У него очень быстро утомлялось внимание. На больших докладах, когда надо было, чтобы он до конца выслушал какой-нибудь особенно важный, Милютин радовался, если при этом присутствовал Суворов или Рылеев. Они отлично рассказывали анекдоты и, посмявшись, Александр опять делался внимателен, хоть и говорил светлейшему:

— Молчи, ты мешаешь Димитрию Алексеевичу. Он ведь строгий.

Он часто менял свои мнения, но никогда не подозрительное отношение к тем, кто, как ему казалось, был к нему враждебно настроен или не умел ярко выразить своей преданности. В Александре II было нечто женское: он хотел всем нравиться. Он не терпел критики и еще более — равнодушия. Восторги, встречавшие всюду его появление после варварской и мрачной эпохи Николая I, испортили его на всю жизнь. Он привык быть идолом. Не идеалом, для такой претензии он был слишком умен, но именно идолом, овеянным фимиамами, стоящим на цоколе или у вечно пылающего жертвенника, внимающим хоровым молитвам жрецов и народа. Всякая попытка, откуда бы она ни исходила, переместить его с этого неудобного положения в хотя бы и передовые ряды человечества — принималась им как кощунство. На этом играли и выигрывали многие и, разумеется, такой спокойный мыслитель, как Д. А. Милютин, видел все и страдал за своего государя и друга. Он пытался влиять на Александра II в лучшем смысле, но достаточно было появиться кому-нибудь из привилегированных своих придворных немцев или германских, типа Швейница, чтобы все посевы военного министра пропадали бесследно в этой женской душе.

— Был ли он добр?

Милютин с удивлением посмотрел на меня.

— Разумеется, нет. Обаятелен, когда хотел завоевать кого-нибудь, кем он почему-нибудь дорожил, но добр, нет! Слишком сентиментален, чтобы быть добрым.

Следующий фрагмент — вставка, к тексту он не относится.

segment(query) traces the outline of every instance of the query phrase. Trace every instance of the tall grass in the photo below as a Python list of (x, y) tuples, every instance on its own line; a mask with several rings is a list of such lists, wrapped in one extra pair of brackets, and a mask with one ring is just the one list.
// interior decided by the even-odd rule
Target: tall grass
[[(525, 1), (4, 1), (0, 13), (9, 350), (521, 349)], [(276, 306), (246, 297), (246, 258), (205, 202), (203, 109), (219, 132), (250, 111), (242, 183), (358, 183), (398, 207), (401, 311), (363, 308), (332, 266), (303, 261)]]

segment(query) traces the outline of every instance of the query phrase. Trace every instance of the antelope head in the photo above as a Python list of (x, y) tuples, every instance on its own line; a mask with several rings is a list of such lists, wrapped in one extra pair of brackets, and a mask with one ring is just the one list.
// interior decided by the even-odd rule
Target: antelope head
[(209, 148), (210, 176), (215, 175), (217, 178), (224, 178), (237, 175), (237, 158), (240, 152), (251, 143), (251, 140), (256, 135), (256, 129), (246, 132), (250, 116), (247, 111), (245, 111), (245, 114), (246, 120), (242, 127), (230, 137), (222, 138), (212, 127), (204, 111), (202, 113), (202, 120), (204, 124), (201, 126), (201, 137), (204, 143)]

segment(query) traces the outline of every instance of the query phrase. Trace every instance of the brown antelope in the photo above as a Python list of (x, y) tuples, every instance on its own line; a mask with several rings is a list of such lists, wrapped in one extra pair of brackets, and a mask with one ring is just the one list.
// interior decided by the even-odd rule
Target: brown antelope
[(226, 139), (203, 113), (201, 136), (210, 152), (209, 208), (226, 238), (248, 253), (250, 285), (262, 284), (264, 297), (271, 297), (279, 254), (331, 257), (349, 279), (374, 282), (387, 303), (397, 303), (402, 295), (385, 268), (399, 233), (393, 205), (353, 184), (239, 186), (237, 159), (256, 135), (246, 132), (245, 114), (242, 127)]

— Его считали великодушным.

Д. А. задумался.

— Пожалуй, когда он имел дело с людьми ему не неприятными. Вы понимаете, на той высоте, на которой он стоял, довольно было не делать зла, чтобы прослыть великодушным. Совесть его была всегда спокойна. Я видел его после совершенных с его безмолвного согласия казней. Они не оставляли следа в его душе. Во-первых, это казалось ему обязанностью, а во-вторых, вы не забывайте, что, как «помазанник Божий», он не считал себя в ответе ни за что. Все, что ни совершалось, — воля провидения, а он умывал себе руки. Он не так верил в свое помазанничество, как его сын А. III, но ему это было удобно. Ведь люди часто верят именно тому, что им нужно, выгодно и приятно. Что бы он ни делал — причем же он сам? Ведь «сердце царево в руке Божьей». Он унаследовал от своего деда Александра Благословенного наивное коварство считать самые жестокие поступки непониманием его воли. Иначе разве он мог бы терпеть Муравьева-Виленского? Разумеется, нет… Но Муравьев был для него оправданием. Я помню, как государь раз при мне говорил:

— Что ж я могу сделать? Я поручил это Муравьеву… Это уж его дело — его и ответ. Не в силах же я все один. И при том я знаю, что он мне предан.